# 75 Gallon Amazon River tank



## KING KONG (Oct 24, 2012)

so this is one of many new project that im starting this month 

Its going to be setting up a 75G Amazon River Tank
48"x18"x21"

Equipments:
2-marineland 360 each rated for 100 gallons tank
1-marineland 220 rated for 75 gallon tank
Hydor koralia 750
???? 2 fluadized filter on the marineland 360s??????
Fluval Q2
Heater ???? may not need it because of the heat from the lights lol 

Light: 
48" Current 4 dual bulbs 65w each (8 bulbs total)
2 sunpaq bulbs of 4 daylight lamps of 6700k
2 sunpaq bulbs of 2 10,000k daylight and 460nm actinic

substrate:
bottom layer is fine river gravel
top layer is small natural gravel
front will be sand

Plants:
big onion plant lol I have no clue what the name is
amazon swords
java fern
anubias
anubias petite nana
wendti crypt
various stem plants

Live stock:
1-???? Discus
1 silver arowana
2- breeding pair of angels
10-15 Angels babies and juvies
2- L204
male and female brown bristle nose
3 albino bristle nose
1 yoyo botia


----------



## KING KONG (Oct 24, 2012)

*75 Gallon Amazon River Tank*

So since I have a wood eating pleco and need tanin in the water for the fish
I have decided to use tree bark as a divider for the substrate since im going to be running a very high flow on the tank I needed something to keep the substrate from moving around so much.
By doing this I can create different level in the tank for plants also.


----------



## KING KONG (Oct 24, 2012)

*75 Gallon Amazon River Tank*

the water seems to still be cloudy due to the sand
But its starting to get there lol 
I still have a lot more planting to do but i just could not wait to fill it all up with water.

So this is what i have so far

I have managed to throw in several ram horn snail to get things started off but i find that these guys seem to have a rough time on sand hehehe or is that just me.


----------



## pyrrolin (Jan 11, 2012)

Looking nice


----------



## kuopan (Sep 6, 2010)

looking great so far!.. 

silver arrowana in a 75g is probably too small though = ( 

i had a silver arrowana in my 125 gallon and it was too small haha.


----------



## characinfan (Dec 24, 2008)

Your project sounds amazing!

But if you are dedicated to a South American biotope idea, FYI, all the following are from Asia or Africa, not the Amazon:



KING KONG said:


> java fern
> anubias
> anubias petite nana
> wendti crypt
> ...


Typical Amazonian plants include _Echinodorus_ (Amazon swords), _Vallisneria_,_ Potamogeton_ and _Cabomba_.

Discus and angels require slow-moving water and would not be good in a high-flow river situation.
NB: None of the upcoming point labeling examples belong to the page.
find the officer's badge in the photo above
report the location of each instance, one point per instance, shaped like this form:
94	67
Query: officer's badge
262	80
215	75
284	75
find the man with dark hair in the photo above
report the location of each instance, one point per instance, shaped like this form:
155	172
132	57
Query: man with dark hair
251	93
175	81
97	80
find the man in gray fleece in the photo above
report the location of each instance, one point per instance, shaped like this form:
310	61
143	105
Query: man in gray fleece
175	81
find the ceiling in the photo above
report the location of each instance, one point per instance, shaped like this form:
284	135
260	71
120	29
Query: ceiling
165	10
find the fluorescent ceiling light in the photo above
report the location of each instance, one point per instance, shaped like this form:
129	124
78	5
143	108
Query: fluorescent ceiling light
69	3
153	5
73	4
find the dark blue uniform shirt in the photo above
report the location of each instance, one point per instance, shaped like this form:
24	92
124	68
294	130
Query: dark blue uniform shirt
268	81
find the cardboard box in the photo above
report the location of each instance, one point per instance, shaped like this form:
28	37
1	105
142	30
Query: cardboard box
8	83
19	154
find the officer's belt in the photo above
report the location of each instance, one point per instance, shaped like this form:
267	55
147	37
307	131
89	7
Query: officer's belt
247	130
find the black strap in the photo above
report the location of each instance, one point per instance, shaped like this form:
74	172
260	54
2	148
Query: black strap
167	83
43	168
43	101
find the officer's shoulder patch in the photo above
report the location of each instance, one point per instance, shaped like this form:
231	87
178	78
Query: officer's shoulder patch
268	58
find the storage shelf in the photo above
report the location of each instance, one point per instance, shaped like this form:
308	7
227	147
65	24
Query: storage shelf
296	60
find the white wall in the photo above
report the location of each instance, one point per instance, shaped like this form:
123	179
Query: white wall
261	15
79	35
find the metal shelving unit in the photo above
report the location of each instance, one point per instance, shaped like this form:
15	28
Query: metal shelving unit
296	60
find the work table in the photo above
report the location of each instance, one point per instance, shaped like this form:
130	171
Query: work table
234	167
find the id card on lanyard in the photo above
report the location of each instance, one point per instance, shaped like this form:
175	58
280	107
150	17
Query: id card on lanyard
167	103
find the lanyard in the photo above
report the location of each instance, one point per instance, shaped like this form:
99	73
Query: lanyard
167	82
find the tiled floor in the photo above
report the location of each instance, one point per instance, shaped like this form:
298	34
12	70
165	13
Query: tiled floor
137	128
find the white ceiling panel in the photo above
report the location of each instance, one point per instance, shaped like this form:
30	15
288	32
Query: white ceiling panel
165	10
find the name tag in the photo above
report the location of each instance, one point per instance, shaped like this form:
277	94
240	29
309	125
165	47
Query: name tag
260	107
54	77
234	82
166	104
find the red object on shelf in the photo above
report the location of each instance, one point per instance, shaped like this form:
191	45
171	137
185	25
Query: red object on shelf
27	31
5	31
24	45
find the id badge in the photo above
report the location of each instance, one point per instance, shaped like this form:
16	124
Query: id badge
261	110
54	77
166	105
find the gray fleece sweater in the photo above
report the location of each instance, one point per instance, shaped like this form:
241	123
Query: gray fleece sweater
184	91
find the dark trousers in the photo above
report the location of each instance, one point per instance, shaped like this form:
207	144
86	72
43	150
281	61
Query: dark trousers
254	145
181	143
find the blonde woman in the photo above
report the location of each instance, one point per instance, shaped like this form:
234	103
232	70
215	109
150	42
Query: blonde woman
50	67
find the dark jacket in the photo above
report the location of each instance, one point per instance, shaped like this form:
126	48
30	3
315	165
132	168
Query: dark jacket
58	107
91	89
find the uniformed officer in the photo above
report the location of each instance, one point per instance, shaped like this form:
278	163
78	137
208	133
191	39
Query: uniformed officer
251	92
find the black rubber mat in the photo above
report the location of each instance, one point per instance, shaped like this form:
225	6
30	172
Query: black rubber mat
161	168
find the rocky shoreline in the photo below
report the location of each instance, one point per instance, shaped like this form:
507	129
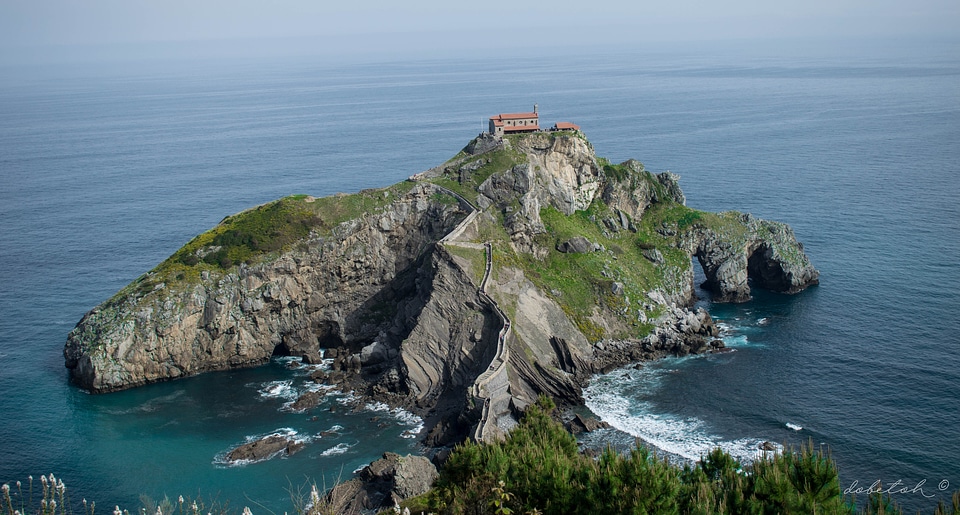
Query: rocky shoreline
520	268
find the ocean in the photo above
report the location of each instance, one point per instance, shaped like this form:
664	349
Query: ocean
107	169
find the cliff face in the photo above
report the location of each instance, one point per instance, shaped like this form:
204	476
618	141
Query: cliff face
337	290
518	268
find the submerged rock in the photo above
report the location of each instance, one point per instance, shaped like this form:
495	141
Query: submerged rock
264	448
384	483
388	283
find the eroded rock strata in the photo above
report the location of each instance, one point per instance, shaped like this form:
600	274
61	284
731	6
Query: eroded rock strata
518	268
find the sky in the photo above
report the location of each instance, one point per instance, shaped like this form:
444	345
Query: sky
78	28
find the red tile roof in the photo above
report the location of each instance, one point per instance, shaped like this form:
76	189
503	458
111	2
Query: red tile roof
514	128
514	116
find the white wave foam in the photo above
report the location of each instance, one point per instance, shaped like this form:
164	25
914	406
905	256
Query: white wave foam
689	438
402	416
340	448
281	389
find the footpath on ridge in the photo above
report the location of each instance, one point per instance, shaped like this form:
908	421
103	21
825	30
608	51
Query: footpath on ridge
492	387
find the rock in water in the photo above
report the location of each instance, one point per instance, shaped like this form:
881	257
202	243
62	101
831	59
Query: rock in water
386	282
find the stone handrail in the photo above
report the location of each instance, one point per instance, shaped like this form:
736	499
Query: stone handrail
500	358
499	362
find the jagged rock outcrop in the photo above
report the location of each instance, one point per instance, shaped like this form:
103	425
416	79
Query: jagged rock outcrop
264	448
340	290
766	252
436	296
383	484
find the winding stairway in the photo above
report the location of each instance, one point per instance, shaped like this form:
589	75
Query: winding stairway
491	389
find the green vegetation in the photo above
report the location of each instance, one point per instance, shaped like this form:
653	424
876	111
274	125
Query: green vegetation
538	469
467	182
255	234
476	259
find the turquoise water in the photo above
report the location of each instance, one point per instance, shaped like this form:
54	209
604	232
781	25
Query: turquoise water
108	170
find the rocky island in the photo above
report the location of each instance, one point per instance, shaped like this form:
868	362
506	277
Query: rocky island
518	268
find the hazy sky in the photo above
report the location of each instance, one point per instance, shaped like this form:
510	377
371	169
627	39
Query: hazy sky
367	24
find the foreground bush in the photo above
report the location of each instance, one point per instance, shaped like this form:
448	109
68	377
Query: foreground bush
538	469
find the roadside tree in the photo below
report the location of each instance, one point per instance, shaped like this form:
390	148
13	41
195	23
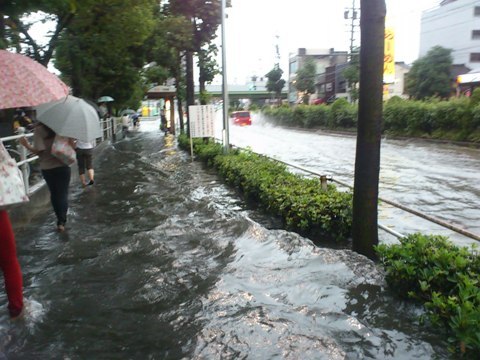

In fact, most river fish are torpedo-shaped (other than plecos, which suction onto things). Circular/flat fish, like discus, angels, silver dollars, etc., would get blown by the current.

Arowanas are aggressive carnivores, so if you keep one, say goodbye to your fry and anything else that can fit in its mouth!

Strong swimmers like pike cichlids and/or largish tetras could be good instead, but don't get silver dollars or anostomids -- they will eat your plants.


----------



## zfarsh (Apr 7, 2011)

Nice project.

Also, since you are just starting, I would recommend watching some Amano videos on youtube, if you havent done so already.

I very much like the long plant that is on the complete left (depending on your final design, you might even want another one on the other side, unless you want the right side emply with the sand like a beach which i believe is what you are doing). Now, from the pictures, it seems a bit hard to see, maybe the sand hasnt settled completely, but it looks like the large middle plant you have are planted in the front to Middle.

If, and only if that is the case, what do you have planed for the back of the tank? I think your layout is not yet over, as I couldnt see the Anubias nana? What i do normally in my aquascraping is have the short plants in the front (or nothing, just sand / rocks), in the middle have the medium size plants / rocks / driftwood, and at the back, the largest plants / rocks / driftwood. Where would you be placing your Anubias btw, on rocks, on the sand, or on driftwood? I find that in your case, again depending on final design, you could even push those large middle plants more in the back, and have maybe a smaller version in the middle, unless you are planing to put something larger in the back, at which point nevermind.

The anubias petite can be a foreground (attach the ryzone to very small rock and put it on sand) or midground (attach it to a driftwood and it will give it a leaf effect). The Java Fern can be midleground to back, and you can attach it to driftwood (or to small rocks if you want it as forground, which might not be a bad idea for the amazon look)

Here are some pictures for extra ideas, just in case, some by Amano:
http://www.google.ca/search?hl=en&s...pw.r_qf.&fp=51d966ebfc08e0b3&biw=1920&bih=934

Another effect you can do with the sand, is have it in the front and in the middle, as if seperating two islands, and then build up on each island the plants you have, though i think that might be alot of work and maintenance, i never personnaly done that, but just throwing that in, just in case, as I know i have seen it in a few of Amano's aquascaping. Of course, if you have high flows, sand might be hard to control / maintain...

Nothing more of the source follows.